She points to development in every quadrant of the city and the reorganization of the police department to better respond to crime. She also points to the dramatic increase in enrollment in the headstart program.

Challenger Rachel Barnhart says her campaign has been all about challenging the status quo and she's confident that people will vote for the change she represents. Monroe County legislator and former Rochester Police Chief James Sheppard says the characteristics that set him apart from his opponents: Integrity and leadership experience.

"To me this is not just a popularity contest, it's really about being the CEO of an organization," says Sheppard. "When you look for the CEO of an organization, you look for past success. You don't look for someone who has no experience or someone who's had failed opportunity."

"Thousands of people will set aside cynicism and vote for change today and vote for a better future for Rochester," says Barnhart. "One that guarantees child care for parents… One that has broadband internet for everyone… One that prioritizes locating jobs on transit lines. I am so proud of our message."

The mayor says, "I am hopeful that the voters, the Democratic voters, see the work that we've been able to do on behalf of the city. But that's the reason why we continue to go out and we continue to talk to people because I don't think you can take anything for granted."

Voter turnout

As of 5 p.m., 14.7 percent of Democrats had turned out in Rochester for the mayoral primary.

The highest turnout we've seen in decades for a Democratic primary is only 36 percent -- which doesn't sound great but it would be very surprising if we reached that on Tuesday.

Our crews saw a fairly steady stream of voters coming and going from some of the polling places on Tuesday.
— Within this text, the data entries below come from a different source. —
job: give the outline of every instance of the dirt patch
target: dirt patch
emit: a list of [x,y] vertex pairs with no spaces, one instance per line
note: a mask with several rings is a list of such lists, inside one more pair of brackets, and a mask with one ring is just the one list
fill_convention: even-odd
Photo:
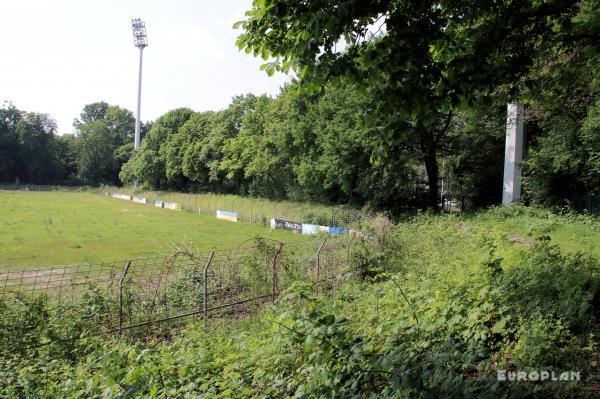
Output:
[[508,242],[513,243],[513,244],[521,244],[523,246],[525,246],[527,249],[531,249],[531,247],[533,246],[533,238],[531,237],[523,237],[517,234],[510,234],[508,236]]

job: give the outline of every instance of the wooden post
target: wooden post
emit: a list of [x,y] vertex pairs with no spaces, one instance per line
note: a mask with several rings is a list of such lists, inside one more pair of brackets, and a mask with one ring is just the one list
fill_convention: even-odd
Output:
[[327,238],[328,237],[325,236],[325,239],[323,240],[321,245],[319,245],[319,249],[317,250],[317,281],[319,281],[319,277],[321,276],[321,250],[323,249],[323,246],[327,242]]
[[277,296],[277,258],[279,257],[279,254],[281,254],[282,249],[283,243],[279,243],[279,248],[273,256],[273,264],[271,266],[271,299],[273,300],[273,302],[275,301],[275,297]]

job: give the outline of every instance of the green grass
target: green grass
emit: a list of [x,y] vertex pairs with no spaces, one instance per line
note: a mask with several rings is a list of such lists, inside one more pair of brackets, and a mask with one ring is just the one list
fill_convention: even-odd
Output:
[[0,191],[0,270],[237,248],[258,235],[306,237],[93,193]]

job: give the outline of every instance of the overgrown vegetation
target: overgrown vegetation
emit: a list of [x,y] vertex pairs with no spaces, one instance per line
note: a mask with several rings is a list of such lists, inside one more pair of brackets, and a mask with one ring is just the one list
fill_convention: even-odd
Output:
[[[516,240],[512,226],[523,220],[538,227]],[[553,230],[537,234],[549,223]],[[600,264],[570,253],[575,243],[556,234],[580,226],[598,231],[593,218],[521,207],[469,218],[419,216],[396,226],[379,220],[363,226],[354,273],[334,291],[298,282],[256,316],[213,320],[207,330],[192,323],[166,341],[90,338],[68,351],[4,351],[0,392],[593,397]],[[42,309],[32,307],[30,318]],[[498,370],[574,370],[581,381],[498,381]]]

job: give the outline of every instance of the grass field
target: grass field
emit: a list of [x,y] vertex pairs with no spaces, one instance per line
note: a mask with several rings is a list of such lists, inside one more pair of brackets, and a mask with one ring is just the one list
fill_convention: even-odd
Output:
[[155,208],[93,193],[0,191],[0,270],[237,248],[264,236],[306,236],[260,224]]

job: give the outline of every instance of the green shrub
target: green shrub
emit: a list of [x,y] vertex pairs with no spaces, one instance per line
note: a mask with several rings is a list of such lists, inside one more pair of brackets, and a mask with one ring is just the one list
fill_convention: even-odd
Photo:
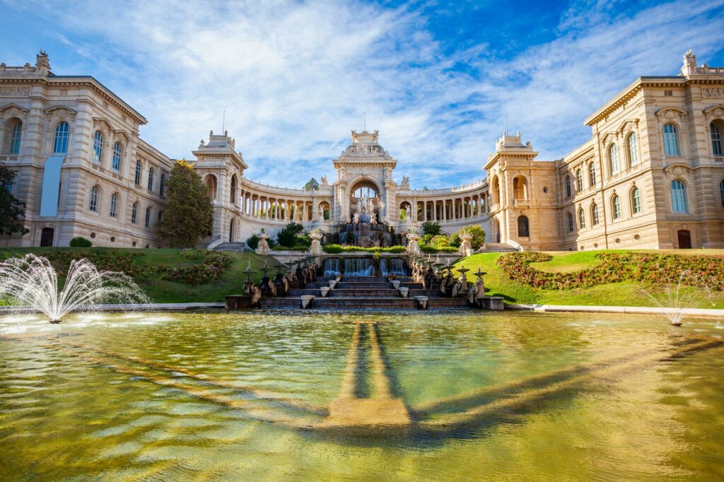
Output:
[[259,247],[259,237],[256,234],[252,234],[249,237],[246,238],[246,244],[249,245],[253,250],[256,250]]
[[468,226],[468,227],[463,228],[460,231],[458,231],[452,234],[450,239],[450,246],[460,248],[460,244],[463,242],[460,239],[460,235],[463,234],[463,232],[473,235],[473,237],[470,240],[470,244],[472,245],[473,250],[476,250],[485,244],[485,231],[484,231],[483,228],[477,224],[473,224],[473,226]]
[[427,221],[422,224],[422,232],[426,234],[436,236],[442,232],[440,225],[432,221]]
[[90,248],[91,246],[93,246],[93,242],[90,242],[90,240],[83,236],[76,236],[70,240],[71,248]]
[[[279,245],[291,248],[300,244],[297,239],[304,232],[304,228],[299,223],[291,222],[284,227],[284,229],[277,234]],[[271,246],[271,245],[269,245]]]

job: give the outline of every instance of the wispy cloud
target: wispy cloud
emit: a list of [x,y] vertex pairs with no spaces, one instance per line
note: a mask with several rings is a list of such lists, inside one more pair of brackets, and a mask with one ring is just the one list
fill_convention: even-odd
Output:
[[[59,41],[85,59],[51,51],[55,71],[111,87],[149,119],[143,137],[171,156],[189,157],[221,130],[225,110],[247,175],[300,186],[334,177],[330,161],[366,112],[398,159],[396,177],[433,187],[484,176],[506,112],[541,158],[562,157],[589,136],[584,118],[637,76],[675,74],[691,47],[702,59],[720,54],[723,4],[574,3],[552,40],[513,54],[485,39],[456,46],[429,8],[414,4],[13,5],[43,12]],[[93,71],[70,70],[84,62]]]

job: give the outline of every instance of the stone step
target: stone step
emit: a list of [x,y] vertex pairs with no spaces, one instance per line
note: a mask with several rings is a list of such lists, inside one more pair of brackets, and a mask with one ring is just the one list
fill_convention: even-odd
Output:
[[[308,285],[309,283],[307,284]],[[335,288],[338,289],[388,289],[391,288],[392,286],[392,285],[390,282],[379,283],[361,283],[342,281],[337,284]],[[400,283],[400,286],[406,287],[411,289],[416,289],[421,288],[422,284],[405,282]]]
[[[395,279],[401,282],[411,282],[412,276],[395,276]],[[350,283],[387,283],[387,276],[342,276],[342,281]]]
[[416,310],[412,298],[314,298],[311,307],[319,309]]
[[332,289],[329,297],[334,298],[395,298],[400,297],[397,289]]
[[262,297],[259,300],[259,304],[263,308],[301,308],[302,302],[299,297],[296,298],[272,298]]
[[429,297],[427,299],[428,310],[445,310],[445,309],[469,309],[470,305],[466,298],[443,298]]
[[518,250],[504,242],[486,243],[485,248],[476,253],[515,253]]

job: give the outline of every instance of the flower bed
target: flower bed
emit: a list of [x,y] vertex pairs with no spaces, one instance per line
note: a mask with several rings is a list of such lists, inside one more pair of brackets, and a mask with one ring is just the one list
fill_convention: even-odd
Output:
[[163,279],[186,284],[204,284],[216,281],[231,265],[231,256],[222,251],[202,251],[203,262],[188,268],[161,269]]
[[712,256],[649,253],[600,253],[595,265],[572,273],[548,273],[531,263],[550,261],[545,253],[513,253],[498,258],[497,263],[512,280],[542,289],[589,288],[607,283],[635,281],[678,283],[724,290],[724,259]]

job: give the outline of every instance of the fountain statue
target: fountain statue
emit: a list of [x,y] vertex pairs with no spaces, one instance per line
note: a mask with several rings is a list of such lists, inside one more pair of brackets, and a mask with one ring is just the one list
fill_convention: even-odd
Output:
[[58,274],[46,258],[25,255],[0,263],[0,297],[40,311],[51,323],[76,310],[92,310],[100,303],[148,303],[130,276],[99,271],[87,259],[73,260],[59,291]]

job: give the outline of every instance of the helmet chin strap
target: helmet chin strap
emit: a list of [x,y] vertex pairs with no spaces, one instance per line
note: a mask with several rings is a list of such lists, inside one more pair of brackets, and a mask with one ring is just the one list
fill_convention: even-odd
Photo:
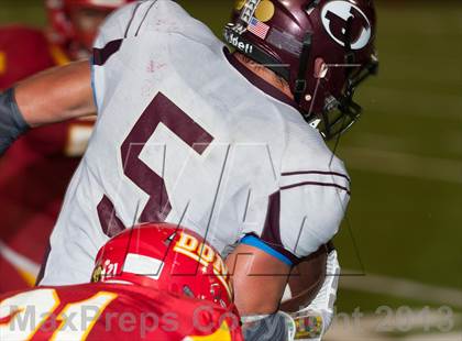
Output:
[[298,76],[295,80],[294,99],[298,105],[300,105],[302,96],[307,89],[306,74],[308,69],[309,54],[311,51],[311,37],[312,35],[310,33],[307,33],[304,38],[304,44],[300,54],[300,65],[298,67]]

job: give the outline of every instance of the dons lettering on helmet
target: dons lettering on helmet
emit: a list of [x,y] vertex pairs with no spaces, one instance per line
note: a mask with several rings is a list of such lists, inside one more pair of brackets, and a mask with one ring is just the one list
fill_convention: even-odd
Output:
[[197,238],[183,231],[173,251],[184,254],[204,266],[212,264],[213,274],[226,287],[228,295],[232,297],[231,283],[228,282],[228,268],[220,254],[218,254],[212,248],[206,243],[199,242]]
[[[331,1],[321,11],[322,25],[341,46],[345,46],[350,26],[351,50],[365,47],[372,37],[371,22],[355,4],[348,1]],[[350,22],[350,23],[349,23]]]

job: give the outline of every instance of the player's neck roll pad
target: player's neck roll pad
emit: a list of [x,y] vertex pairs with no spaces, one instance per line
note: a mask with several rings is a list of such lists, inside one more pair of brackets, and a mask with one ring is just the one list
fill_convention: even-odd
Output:
[[29,129],[14,99],[14,88],[0,92],[0,155]]

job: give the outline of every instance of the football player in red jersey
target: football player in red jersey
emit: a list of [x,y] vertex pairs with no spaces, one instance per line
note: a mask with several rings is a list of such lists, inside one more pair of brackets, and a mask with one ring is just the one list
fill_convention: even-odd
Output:
[[3,295],[2,340],[243,340],[223,260],[193,231],[125,230],[100,249],[91,280]]
[[[46,31],[0,28],[0,90],[43,69],[88,57],[97,30],[133,0],[48,0]],[[0,162],[0,293],[35,283],[66,186],[91,134],[94,119],[37,129]]]

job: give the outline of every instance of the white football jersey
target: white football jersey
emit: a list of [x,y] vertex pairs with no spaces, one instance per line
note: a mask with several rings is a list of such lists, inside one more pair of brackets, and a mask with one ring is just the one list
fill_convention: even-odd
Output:
[[94,90],[96,129],[41,284],[88,282],[98,249],[139,222],[180,223],[220,252],[253,234],[289,258],[337,233],[350,191],[342,162],[288,97],[177,3],[110,16]]

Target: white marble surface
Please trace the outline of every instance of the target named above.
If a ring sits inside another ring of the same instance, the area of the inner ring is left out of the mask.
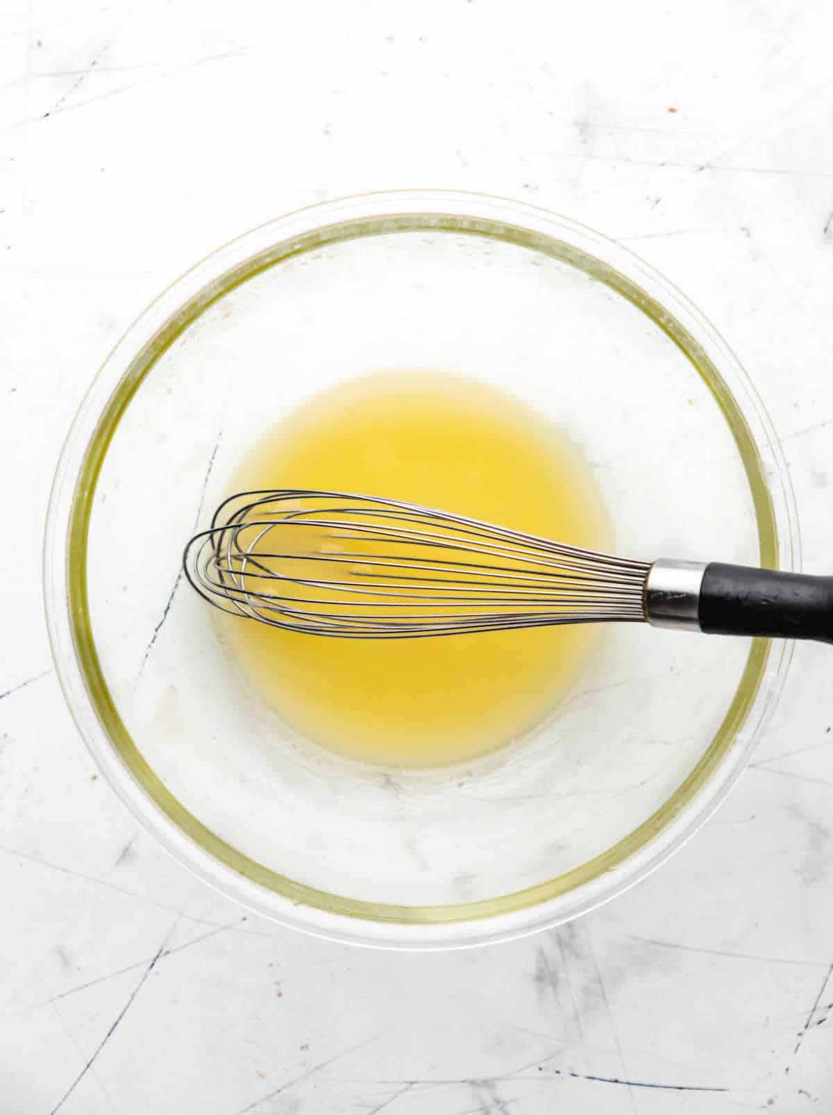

The commissioner at the Board of Elections tells us he's hopeful the numbers will be higher because there has been no major poll for this race, so really voters and the candidates have no idea where they stand in the race.

"We really believe that sometimes when voters are left with the perspective that kind of the race is over with, they tend to stay home and that doesn't seem to have been the case this year," says Board of Elections Democratic Commissioner Thomas Ferrace. "Which we're really glad about because we think that means something."